Reality TV is a guilty pleasure for some - not us at Suits by Suits, mind you, as we prefer to focus our attention on the more pressing legal questions of our time. Reality TV is also a highly competitive industry and fertile ground for lawsuits between companies and star employees with lessons for all of us about employment contracts. In our last episode, MSNBC and the former host of My Big Obnoxious Fiance taught us about repudiating contracts. In this episode, CBS and three former producers of Big Brother teach us about waiving a contractual right to arbitrate an employment dispute.
The three former Big Brother producers - Corie Henson, Kenny Rosen and Michael O’Sullivan – eventually wound up working on the production of ABC’s The Glass House, which CBS has called a blatant rip-off of Big Brother, and which aired last summer. Before it aired, in May 2012, CBS sued ABC and the three former producers in federal court in Los Angeles. The former producers had signed non-disclosure agreements (NDAs) with CBS in connection with their work on Big Brother. CBS sought to temporarily restrain ABC from airing the first episode of The Glass House, claiming that ABC and the former producers had violated CBS’s copyrights and misappropriated its trade secrets in the production of the show. CBS also claimed that the former producers violated the NDAs by disclosing confidential information and trade secrets relating to technical, behind-the-scenes aspects of filming and producing Big Brother.
The court allowed CBS expedited discovery, including document productions by the defendants and a deposition of one of the former producers, but ultimately denied CBS’s request for a temporary restraining order, finding that CBS was unlikely to prevail on its copyright or trade secrets claims. ABC aired the entire season of The Glass House through its finale in August. CBS then dropped its suit and issued a statement that “The contract and trade secrets claims against former Big Brother producers for violating their confidentiality agreements will continue separately in arbitration.”
Earlier this month, the three former Big Brother producers filed a new suit in federal court in Los Angeles against CBS seeking, among other things, a court declaration that CBS waived its contractual right to arbitrate by filing the first lawsuit and pursuing discovery and the restraining order. The NDAs apparently contain mandatory arbitration clauses, as do many contracts between employers and high-level employees.

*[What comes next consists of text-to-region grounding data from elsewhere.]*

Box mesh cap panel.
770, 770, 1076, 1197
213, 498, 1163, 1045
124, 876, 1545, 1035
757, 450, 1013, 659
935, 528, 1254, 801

The danger for parties to employment contracts with arbitration clauses that Big Brother v. The Glass House highlights is that – even if you have a contractual right to arbitrate, you may be found to have waived that right if you act inconsistently with having the right. The flip side of that is that, if you would prefer not to arbitrate your dispute and your adversary goes along with you in court for a while but then claims that the dispute must be arbitrated, you could argue waiver. A contractual right to arbitrate can be waived just as other contractual rights can be waived. However, courts are generally less inclined to find the waiver of a contractual right to arbitrate than waiver of other contractual rights.